3.4. Interpretação de «Noção Geográfica»

3.4.1. Preposição voz «off»

Em “Preposição - voz «off»”, o sujeito poético verbaliza, em forma de Proposição, no início do poema, o que se propõe “cantar”, colocando em evidência o desejo de fixação de um tempo de importância histórica, o registo do tempo pela palavra escrita, perene, que ultrapassa todos os acontecimentos, tempo digno de menção, que vai permanecendo pela sua cíclica reescrita: «um tempo tanto importa/ de fartura quanto de surda seca se devolvido à noite/um nome dado aos corpos para demandar a chuva» (Est. I, vv. 1-3, p. 59). Torna-se, assim, necessário trazer a História para o tempo da vigília, evitando que ela permaneça na noite do esquecimento. A escrita poética manifesta intenção de retirar o tempo da sua condição cósmica atemporal, torná-lo cronológico, salvá-lo da condição esquecível, do alheamento, e à escrita cabe agora esse papel. Contudo, o que o sujeito poético parece propor é o verbo épico, engrandecedor, «Uma palavra que arboresça as mãos e amadureça os frutos» (Est. I, v. 4), o verso enaltecedor das mãos que fazem, assim como dos frutos feitos, parecendo a letra sonora anunciar-se como seio germinador de semente, de nascimento, a palavra que o desejo da da escrita engravidou, numa árdua mas fértil viagem, à altura do objecto que se aspira entoar (Est. II).

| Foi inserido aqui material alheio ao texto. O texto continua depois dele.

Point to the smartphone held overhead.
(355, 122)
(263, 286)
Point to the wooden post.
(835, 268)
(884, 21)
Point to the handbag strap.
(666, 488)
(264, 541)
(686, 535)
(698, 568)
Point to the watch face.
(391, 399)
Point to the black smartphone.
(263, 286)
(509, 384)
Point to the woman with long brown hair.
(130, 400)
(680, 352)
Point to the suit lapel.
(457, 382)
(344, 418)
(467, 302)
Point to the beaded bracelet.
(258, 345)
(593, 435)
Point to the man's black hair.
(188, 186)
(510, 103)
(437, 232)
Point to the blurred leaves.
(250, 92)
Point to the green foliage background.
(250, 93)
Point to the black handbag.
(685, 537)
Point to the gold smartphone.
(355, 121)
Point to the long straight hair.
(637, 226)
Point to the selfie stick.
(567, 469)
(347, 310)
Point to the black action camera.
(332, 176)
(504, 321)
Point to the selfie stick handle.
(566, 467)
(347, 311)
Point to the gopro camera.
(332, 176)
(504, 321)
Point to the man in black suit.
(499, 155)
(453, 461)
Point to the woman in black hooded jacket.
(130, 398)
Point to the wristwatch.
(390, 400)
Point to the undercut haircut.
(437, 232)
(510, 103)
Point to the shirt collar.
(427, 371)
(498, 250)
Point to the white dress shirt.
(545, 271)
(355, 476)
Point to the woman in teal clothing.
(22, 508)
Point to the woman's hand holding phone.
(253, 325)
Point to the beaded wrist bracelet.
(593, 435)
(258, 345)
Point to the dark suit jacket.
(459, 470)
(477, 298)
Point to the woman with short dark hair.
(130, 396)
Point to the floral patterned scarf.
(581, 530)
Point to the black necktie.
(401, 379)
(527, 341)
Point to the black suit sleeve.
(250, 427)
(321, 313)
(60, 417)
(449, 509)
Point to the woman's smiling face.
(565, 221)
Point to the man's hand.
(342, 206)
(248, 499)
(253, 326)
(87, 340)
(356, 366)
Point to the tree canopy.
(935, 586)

Assim, as duas estrofes iniciais da composição em estudo sugerem uma Proposição épica, em que se enuncia, num tom eloquente e exaltador do corpo humano, o anseio de responder ao chamamento da terra africana, persona com a qual se transmuta, em vontade realizada na força da partida, para a digressão continental da escrita, que percorrerá, de lés a lés, o mapa geográfico de África, focalizando as suas bioregiões, costas marítimas, regiões climáticas, os seus solos e actividades ligadas ao

uso da terra, particularmente à pastorícia, assim como à História de África, na sua diversidade cultural. O eu poético parte em busca desse corpo - « [abala] em busca da fogueira, um halo, um fogo, a labareda» (Est. III, vv. 1, 2, p. 59) - , como que invocando inspiração para a grandiosa tarefa da escrita133, que inscreve, desde logo, a temática da viagem, um possível percurso iniciático, efectuado por um eu, que se excede de si e parte em demanda de uma essência, ou de outros eus: «capaz de emparceirar com corpos e comungar conforto/ a céu aberto» (Est. III, vv. 3, 4, p. 59).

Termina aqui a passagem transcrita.